Winter Surprise

  • Post author:
  • Post category:Farm

A couple of weeks ago, my husband and I travelled to the west coast of South Australia – to the thriving fishing and farming community of Port Lincoln part of the food belt of both Australia and the world. It’s two biggest exports are tuna and grain crops and for many years of the 20th century it rode on the sheep’s back.  My in-laws live there and have lived on the land most of their lives. We normally visit them in the height of summer, around Christmas/New Year time and the landscape is dry and brown, the crops recently harvested and the sea shimmering blue in the sunshine.   Every other time I have seen this landscape it has been dry and brown – that mid summer dry that Australians see across the outback plains that haven’t had rain for several months.    When we flew in from Adelaide on a cold August day, I was taken aback to see how green everything was.  I was quite overcome by it all.  I kept mentioning it all weekend – no-one else seemed surprised by it – just me.

Isn’t it funny how we can experience something so many times in one way that we don’t even consider that there might be another facet or perspective on that thing, that person or that situation?  Our minds simply get used to something being a certain way – its real term is habituation – and when something changes, it’s as if our brain has been jarred back to life, seeing things in a new way and with fresh insight.

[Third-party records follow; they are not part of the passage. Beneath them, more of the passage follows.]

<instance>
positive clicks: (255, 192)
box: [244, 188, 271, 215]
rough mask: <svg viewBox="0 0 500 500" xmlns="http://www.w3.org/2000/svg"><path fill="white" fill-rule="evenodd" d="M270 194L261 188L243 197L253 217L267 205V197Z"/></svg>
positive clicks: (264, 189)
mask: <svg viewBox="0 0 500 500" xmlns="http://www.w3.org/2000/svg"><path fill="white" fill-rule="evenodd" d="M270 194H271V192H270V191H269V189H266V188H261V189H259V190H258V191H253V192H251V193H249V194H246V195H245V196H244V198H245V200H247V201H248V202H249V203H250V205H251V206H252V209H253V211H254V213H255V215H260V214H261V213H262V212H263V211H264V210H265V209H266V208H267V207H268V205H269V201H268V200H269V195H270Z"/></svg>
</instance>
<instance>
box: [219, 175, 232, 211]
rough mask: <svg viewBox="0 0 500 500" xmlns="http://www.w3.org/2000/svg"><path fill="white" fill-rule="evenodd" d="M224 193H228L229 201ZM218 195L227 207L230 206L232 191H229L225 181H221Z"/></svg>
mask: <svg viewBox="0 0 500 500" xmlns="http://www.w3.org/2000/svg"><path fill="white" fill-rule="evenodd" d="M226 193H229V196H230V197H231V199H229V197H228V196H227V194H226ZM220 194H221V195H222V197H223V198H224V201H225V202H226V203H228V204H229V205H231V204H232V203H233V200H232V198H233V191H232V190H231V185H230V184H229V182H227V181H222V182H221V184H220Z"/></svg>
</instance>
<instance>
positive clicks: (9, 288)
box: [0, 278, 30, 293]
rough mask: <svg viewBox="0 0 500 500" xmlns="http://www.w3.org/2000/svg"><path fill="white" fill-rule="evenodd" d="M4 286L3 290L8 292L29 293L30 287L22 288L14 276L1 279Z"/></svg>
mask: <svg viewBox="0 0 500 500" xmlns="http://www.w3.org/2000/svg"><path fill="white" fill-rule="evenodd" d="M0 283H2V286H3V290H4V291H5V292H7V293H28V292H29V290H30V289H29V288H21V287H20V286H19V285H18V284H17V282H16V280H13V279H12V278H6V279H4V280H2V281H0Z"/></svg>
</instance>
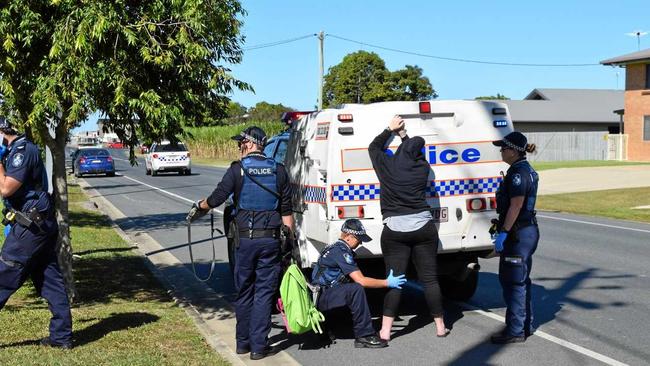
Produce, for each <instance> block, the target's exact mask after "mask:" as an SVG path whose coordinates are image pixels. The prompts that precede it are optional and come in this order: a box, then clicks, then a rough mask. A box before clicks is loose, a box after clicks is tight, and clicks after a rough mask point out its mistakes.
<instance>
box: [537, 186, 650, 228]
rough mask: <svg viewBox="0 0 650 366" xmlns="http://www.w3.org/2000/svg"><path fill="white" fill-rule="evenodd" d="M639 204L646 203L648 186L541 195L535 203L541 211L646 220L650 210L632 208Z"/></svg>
mask: <svg viewBox="0 0 650 366" xmlns="http://www.w3.org/2000/svg"><path fill="white" fill-rule="evenodd" d="M643 205H650V188H649V187H643V188H626V189H611V190H606V191H595V192H580V193H567V194H553V195H544V196H539V197H537V204H536V206H537V208H538V209H541V210H553V211H562V212H569V213H575V214H582V215H590V216H603V217H609V218H613V219H622V220H632V221H640V222H650V209H641V210H634V209H632V207H637V206H643Z"/></svg>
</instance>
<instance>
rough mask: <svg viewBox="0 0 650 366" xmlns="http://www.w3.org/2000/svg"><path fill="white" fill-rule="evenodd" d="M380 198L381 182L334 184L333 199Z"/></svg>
mask: <svg viewBox="0 0 650 366" xmlns="http://www.w3.org/2000/svg"><path fill="white" fill-rule="evenodd" d="M377 199H379V183H372V184H351V185H341V186H337V185H335V186H332V201H335V202H336V201H366V200H377Z"/></svg>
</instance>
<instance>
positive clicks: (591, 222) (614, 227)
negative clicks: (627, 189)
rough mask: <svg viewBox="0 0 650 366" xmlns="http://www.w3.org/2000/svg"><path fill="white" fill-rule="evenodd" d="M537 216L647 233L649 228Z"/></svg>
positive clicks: (550, 216)
mask: <svg viewBox="0 0 650 366" xmlns="http://www.w3.org/2000/svg"><path fill="white" fill-rule="evenodd" d="M537 217H543V218H545V219H551V220H559V221H567V222H576V223H578V224H585V225H594V226H602V227H609V228H613V229H621V230H629V231H638V232H640V233H648V234H650V230H644V229H636V228H633V227H625V226H616V225H608V224H601V223H598V222H591V221H582V220H572V219H565V218H561V217H553V216H546V215H537Z"/></svg>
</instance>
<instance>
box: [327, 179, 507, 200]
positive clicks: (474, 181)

I wonder what other things my brain takes for granted that I have forgotten to appreciate, or haven’t even consciously known about before?  Its refreshing for something to surprise me like that – I hope I go on being surprised and jarred back to reality by life  – I don’t want to be one of those people who sees things the same way all the time and expects nothing to change.  Bring on the change –  at least then I know I am alive!